The findings, which were published in the Journal of Personality, indicate that religion can be one way that individuals cope with the reduced sense purpose in life that is associated with loneliness.
“My program of research broadly looks at different ways people can cope with feelings of social disconnection,” said study author Todd Chan, a Ph.D. Candidate at the University of Michigan.
“This paradox of feeling socially disconnected has always interested me: To feel less disconnected, people would ideally increase or improve their social contacts and sense of belonging, but this is not always a feasible solution given that an inherent part of social disconnection is that people have poor relationships or feel rejected.
“Intertwined with the problem is that other people are (or are perceived to be) unsupportive or unavailable,” Chan explained. “Thus, rather than just suggesting that people need to ‘get out there’ and socialize more, I became interested in examining ways people can cope with feelings of disconnection when other people may not be appealing or available.”
“One way may be leveraging non-human relationships. Previous research has shown that people who are socially disconnected are more likely to see human-like qualities in things like God and pets, but it is largely unclear whether this view leads to better outcomes in the face of social disconnection.”
The researchers analyzed data from 19,775 American adults who had participated in three nationally-representative studies. They found that individuals with low levels of social connection tended to report lower levels of purpose in life. However, among these socially disconnected individuals, religiosity predicted higher levels of purpose in life.
“People provide purpose. People who feel like they belong and well supported by their friendships consistently have a higher sense of purpose and direction in life, and people lose purpose when they feel socially disconnected,” Chan told PsyPost.
“However, our research here shows that having a belief system that ‘substitutes’ for some of the functions of human relationships, like feeling valued and supported by God, may allow people who feel disconnected to restore some of this purpose that social relationships would normally provide. This compensation may benefit people who are disconnected over time.”
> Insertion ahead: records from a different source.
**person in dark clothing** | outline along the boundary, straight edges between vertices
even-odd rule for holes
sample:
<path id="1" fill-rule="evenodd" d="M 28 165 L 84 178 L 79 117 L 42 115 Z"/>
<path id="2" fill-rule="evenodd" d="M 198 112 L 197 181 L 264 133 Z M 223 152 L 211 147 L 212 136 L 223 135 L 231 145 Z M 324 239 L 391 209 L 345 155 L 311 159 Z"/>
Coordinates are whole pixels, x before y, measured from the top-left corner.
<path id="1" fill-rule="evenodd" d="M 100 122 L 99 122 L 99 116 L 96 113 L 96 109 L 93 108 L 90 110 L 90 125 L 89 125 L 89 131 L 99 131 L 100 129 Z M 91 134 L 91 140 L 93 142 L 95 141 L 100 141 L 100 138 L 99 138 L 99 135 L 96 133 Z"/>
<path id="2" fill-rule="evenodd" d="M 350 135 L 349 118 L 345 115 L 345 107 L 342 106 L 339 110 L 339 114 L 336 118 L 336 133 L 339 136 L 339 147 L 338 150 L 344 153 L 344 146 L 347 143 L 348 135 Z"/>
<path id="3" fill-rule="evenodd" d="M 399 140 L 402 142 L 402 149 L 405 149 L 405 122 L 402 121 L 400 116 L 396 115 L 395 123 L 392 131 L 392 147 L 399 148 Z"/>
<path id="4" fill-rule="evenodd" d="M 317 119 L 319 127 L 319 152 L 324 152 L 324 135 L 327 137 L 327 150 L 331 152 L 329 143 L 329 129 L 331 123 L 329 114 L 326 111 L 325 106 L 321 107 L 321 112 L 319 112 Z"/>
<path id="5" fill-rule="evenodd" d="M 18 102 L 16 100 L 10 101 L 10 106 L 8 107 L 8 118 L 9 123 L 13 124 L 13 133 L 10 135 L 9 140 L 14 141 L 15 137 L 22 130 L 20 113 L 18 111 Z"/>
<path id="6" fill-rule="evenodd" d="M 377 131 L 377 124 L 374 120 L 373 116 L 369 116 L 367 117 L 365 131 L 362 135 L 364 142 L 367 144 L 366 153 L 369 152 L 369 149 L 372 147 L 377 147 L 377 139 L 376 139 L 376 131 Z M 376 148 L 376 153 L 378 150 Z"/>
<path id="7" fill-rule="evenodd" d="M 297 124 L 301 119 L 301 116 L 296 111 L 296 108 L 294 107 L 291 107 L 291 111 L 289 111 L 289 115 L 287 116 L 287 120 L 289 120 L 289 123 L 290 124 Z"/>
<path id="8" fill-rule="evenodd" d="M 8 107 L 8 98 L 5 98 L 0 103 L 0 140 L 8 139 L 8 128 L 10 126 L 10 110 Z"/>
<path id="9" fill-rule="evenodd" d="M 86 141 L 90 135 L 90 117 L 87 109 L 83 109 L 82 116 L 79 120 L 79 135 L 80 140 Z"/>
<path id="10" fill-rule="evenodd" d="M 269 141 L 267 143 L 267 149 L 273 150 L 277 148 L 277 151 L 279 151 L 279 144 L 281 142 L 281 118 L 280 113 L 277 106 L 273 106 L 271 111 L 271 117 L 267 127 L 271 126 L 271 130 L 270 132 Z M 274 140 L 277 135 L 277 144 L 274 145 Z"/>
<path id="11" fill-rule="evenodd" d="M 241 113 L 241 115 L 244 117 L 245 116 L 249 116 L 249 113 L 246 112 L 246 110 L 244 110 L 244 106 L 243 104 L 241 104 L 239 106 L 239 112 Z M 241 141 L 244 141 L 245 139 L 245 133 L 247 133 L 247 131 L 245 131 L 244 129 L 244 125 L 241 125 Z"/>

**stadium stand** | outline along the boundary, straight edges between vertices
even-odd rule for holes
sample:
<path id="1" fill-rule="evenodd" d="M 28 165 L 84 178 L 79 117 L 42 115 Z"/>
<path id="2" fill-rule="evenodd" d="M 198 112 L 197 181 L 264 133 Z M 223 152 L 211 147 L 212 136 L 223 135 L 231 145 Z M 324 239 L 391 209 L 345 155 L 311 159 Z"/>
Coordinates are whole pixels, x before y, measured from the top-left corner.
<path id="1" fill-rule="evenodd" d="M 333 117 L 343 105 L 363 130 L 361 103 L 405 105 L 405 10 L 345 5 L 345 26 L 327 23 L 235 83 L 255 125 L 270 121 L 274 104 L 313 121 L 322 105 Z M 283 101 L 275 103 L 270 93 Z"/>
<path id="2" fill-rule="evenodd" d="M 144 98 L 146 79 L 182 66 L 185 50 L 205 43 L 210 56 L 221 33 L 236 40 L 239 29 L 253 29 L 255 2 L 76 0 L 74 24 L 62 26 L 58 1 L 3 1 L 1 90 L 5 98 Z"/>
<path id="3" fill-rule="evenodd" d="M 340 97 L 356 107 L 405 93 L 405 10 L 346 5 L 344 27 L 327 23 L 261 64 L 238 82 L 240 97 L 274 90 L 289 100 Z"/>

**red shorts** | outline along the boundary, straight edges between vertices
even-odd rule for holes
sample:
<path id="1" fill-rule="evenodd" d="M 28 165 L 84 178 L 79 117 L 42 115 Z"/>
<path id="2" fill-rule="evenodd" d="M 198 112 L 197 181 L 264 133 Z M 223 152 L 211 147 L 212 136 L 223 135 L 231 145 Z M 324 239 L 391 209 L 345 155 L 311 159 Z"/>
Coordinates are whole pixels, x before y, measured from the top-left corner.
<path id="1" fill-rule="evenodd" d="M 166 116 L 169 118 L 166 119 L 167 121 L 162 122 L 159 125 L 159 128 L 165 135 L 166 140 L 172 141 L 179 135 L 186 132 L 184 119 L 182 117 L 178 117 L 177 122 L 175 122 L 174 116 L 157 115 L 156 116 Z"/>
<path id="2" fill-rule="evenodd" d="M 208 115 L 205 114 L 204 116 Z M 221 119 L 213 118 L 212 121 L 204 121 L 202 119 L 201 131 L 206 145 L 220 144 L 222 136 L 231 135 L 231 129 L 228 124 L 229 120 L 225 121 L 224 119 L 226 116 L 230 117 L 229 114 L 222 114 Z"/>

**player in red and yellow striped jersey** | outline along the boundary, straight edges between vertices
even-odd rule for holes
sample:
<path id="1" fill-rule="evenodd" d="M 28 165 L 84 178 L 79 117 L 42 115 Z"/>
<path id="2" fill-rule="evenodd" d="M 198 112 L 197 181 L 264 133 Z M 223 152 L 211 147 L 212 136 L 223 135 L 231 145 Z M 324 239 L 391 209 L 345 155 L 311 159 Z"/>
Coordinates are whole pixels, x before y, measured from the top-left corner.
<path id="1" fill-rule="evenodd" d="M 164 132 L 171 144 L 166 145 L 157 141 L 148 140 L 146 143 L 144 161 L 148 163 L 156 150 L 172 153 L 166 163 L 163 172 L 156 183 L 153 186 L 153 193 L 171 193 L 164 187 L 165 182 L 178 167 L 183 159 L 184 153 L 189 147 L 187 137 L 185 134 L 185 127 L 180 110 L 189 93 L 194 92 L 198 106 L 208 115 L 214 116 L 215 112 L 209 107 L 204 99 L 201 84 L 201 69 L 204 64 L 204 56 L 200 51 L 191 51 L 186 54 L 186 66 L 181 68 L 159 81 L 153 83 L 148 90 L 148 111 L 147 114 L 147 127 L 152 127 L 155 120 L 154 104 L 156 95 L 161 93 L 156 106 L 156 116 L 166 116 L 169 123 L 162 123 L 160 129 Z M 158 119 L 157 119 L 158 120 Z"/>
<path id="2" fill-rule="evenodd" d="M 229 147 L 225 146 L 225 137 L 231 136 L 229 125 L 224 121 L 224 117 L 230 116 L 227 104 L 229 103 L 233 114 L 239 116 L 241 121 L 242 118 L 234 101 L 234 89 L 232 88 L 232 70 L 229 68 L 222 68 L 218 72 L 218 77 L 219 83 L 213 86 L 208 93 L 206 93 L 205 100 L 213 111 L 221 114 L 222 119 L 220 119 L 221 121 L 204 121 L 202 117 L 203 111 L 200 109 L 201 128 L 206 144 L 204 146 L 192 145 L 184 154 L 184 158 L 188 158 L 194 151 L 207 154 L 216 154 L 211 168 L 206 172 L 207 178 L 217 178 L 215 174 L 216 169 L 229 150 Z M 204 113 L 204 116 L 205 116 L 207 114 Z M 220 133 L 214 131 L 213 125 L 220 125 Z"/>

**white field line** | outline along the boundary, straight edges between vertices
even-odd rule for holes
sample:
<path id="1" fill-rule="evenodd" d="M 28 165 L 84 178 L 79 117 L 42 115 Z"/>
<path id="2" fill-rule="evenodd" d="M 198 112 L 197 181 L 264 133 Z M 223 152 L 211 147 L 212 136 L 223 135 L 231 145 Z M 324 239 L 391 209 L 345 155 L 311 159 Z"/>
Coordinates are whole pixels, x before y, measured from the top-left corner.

“Interestingly, being religious when you are already socially connected confers minimal additional benefit for people’s sense of purpose in life. The main benefit appears to be when people feel disconnected and need to leverage the reassuring tenets of religion and their relationship with God.”
Religion can provide a sense of increased purpose, but it’s not an entirely adequate substitute for social interaction.
“Although our current research suggests that religion and God may compensate for some of the purpose that social relationships would otherwise provide, it did not restore purpose to a level comparable to that of people who feel socially connected,” Chan explained. “Regardless of religiosity, people who feel socially disconnected report much lower levels of purpose in life than people who feel socially connected.
“Leveraging God and religion may be a way of coping with disconnection in the interim that is better than nothing, but these results certainly do not suggest that people should rely upon religion or God for purpose over people. Quality human connections are still a primary and enduring source of purpose in life.”
“Further, we compared individuals who were high vs. low in religiosity. It remains unclear how people who do not strongly believe in God can alternately compensate for lost purpose when they feel socially disconnected by using other non-religious belief systems,” Chan told PsyPost.
“It may seem striking to some people that a sense of purpose is driven so centrally by social relationships, compared to things like one’s career. Purpose is future-oriented and motivational, where people feel that future goals and directions are significant and worth pursuing. However, these strivings are invariably intertwined with other people. We pursue goals with other people, with the help of other people, or in favor of other people.”
The study, “When God is your only friend: Religious beliefs compensate for purpose in life in the socially disconnected“, was authored by Todd Chan, Nicholas M. Michalak, and Oscar Ybarra.